Search code examples
mergepartitioningazure-data-explorer

Why is extents with the same partition metadata not merging in Azure Data Explorer


I am optimizing a database with a string based (hashed) and time based (uniform) partitioning policy. To optimize query performance, I am investigating the setting "MaxPartitionCount" for the hash partition key (https://learn.microsoft.com/en-us/azure/data-explorer/kusto/management/partitioningpolicy).

When choosing the default setting of 128 bins, I end up getting 128*2 extents per each uniform range datetime partition. I would expect to only get 128 extents per each uniform range datatime partiton as each pair of extents with the same partition metadata satisfy the conditions to merge, set by the merge and sharding policy.
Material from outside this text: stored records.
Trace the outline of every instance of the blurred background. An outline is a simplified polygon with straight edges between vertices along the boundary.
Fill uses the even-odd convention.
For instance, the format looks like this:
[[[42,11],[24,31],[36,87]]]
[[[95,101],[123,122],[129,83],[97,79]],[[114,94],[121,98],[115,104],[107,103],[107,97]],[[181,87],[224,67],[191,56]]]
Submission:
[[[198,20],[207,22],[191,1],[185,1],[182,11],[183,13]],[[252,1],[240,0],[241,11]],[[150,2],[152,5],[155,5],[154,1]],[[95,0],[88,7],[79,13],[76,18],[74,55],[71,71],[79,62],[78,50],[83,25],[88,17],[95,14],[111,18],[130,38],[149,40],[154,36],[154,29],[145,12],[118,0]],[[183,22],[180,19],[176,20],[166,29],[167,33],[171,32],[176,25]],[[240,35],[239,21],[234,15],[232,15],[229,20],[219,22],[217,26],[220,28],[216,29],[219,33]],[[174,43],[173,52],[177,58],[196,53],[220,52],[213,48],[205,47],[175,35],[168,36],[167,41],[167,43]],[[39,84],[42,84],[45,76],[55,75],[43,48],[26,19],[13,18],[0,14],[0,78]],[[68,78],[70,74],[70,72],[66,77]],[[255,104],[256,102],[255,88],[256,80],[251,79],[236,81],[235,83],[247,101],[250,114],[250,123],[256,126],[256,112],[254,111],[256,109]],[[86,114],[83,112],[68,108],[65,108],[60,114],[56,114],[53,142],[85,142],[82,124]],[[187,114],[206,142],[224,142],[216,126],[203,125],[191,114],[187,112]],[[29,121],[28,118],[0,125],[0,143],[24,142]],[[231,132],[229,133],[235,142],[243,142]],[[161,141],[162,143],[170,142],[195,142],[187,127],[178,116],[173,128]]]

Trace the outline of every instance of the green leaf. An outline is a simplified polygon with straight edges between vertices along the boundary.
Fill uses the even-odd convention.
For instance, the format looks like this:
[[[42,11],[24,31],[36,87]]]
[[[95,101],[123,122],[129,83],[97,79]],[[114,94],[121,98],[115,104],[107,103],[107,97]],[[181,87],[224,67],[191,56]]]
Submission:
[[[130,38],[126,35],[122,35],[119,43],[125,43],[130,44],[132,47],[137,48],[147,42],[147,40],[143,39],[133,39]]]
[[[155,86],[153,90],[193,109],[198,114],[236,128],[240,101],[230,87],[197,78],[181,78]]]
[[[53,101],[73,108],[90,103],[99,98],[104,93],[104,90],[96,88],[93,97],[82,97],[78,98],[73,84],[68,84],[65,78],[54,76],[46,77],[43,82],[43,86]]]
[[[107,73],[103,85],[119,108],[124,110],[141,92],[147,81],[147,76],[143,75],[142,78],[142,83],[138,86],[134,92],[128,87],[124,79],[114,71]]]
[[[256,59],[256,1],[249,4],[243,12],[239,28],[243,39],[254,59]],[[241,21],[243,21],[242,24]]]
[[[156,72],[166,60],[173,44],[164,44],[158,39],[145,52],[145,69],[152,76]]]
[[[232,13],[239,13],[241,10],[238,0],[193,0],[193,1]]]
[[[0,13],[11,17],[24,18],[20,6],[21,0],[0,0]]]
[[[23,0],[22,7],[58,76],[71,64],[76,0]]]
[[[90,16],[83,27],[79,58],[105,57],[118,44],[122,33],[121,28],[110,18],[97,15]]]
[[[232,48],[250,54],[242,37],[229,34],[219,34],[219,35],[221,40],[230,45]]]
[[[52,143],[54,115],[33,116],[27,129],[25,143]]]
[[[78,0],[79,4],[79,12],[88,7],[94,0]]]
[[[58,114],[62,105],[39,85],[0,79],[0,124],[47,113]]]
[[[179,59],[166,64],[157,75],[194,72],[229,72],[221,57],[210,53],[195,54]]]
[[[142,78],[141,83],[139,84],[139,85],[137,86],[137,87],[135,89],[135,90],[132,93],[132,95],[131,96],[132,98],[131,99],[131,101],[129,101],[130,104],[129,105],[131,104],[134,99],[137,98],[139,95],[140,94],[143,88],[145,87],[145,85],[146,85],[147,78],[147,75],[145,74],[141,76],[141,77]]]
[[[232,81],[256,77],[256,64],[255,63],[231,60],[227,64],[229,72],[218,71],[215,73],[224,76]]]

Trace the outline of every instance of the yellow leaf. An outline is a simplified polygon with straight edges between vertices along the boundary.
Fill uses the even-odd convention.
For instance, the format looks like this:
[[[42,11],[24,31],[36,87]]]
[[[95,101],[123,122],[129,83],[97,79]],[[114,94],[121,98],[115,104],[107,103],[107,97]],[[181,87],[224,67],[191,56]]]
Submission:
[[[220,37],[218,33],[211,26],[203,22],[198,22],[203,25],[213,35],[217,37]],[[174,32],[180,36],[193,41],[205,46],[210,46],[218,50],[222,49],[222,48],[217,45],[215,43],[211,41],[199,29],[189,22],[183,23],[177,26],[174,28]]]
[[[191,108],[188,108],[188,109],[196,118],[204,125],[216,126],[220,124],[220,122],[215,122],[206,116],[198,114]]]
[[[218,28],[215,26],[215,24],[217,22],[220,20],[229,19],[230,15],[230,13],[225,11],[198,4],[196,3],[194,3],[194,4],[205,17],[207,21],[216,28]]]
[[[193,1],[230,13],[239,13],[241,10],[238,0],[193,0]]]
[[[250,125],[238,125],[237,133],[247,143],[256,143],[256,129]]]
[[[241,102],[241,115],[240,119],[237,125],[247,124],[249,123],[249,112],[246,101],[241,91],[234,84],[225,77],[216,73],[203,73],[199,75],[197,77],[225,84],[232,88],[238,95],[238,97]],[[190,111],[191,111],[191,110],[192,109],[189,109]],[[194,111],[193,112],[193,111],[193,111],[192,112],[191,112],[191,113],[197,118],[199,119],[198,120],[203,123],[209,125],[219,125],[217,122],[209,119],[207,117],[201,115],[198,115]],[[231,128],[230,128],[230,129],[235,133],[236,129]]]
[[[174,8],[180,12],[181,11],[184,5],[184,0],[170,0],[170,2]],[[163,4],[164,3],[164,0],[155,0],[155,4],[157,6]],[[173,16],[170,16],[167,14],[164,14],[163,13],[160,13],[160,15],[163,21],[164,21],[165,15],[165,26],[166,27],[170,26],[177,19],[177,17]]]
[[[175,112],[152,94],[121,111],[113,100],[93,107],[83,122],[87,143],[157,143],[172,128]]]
Any suggestion why this is the case?

Minimal example where I only use uniform range partitioning policy and small part of our dataset:

Partitioning policy:

  "EffectiveDateTime" : "1970-01-01T00:00:00",
  "PartitionKeys": [
    {
      "ColumnName": "timestamp",
      "Kind": "UniformRange",
      "Properties": {
        "Reference": "1970-01-01T00:00:00",
        "RangeSize": "01.00:00:00",
        "OverrideCreationTime": true
      }
    }

In this case I get two extents per day, as seen in the numbers below where sizes are in bytes.

OriginalSize ExtentSize CompressedSize RowCount MaxCreatedOn Column B
87058761 8022944 7932142 838350 2023-10-26T23:52:30Z 2023-10-26T07:10:00Z
720604715 60644931 59245697 6920424 2023-10-26T23:59:50Z 2023-10-26T00:00:00Z

Comparing the numbers to the merge policy shown below i dont understand why these two extents don't merge?

  "RowCountUpperBoundForMerge": 16000000,
  "OriginalSizeMBUpperBoundForMerge": 30000,
  "MaxExtentsToMerge": 100,
  "LoopPeriod": "01:00:00",
  "MaxRangeInHours": 48,
  "AllowRebuild": true,
  "AllowMerge": true,
  "Lookback": {
    "Kind": "All",
    "CustomPeriod": null
  },
  "ShardEngineMaxExtentSizeInMb": 8192,

Solution

  • the constraints for whether or not 2 shards can be merged together are partially controlled by documented policies (e.g. sharding & merge), however there are additional ones that are internal to the system and are not documented nor contractual.

    but, surely, the shards being in the same partition and aligning with values in the sharding & merge policies isn't sufficient, i.e. these aren't the only constraint (as your question implies your expectation is).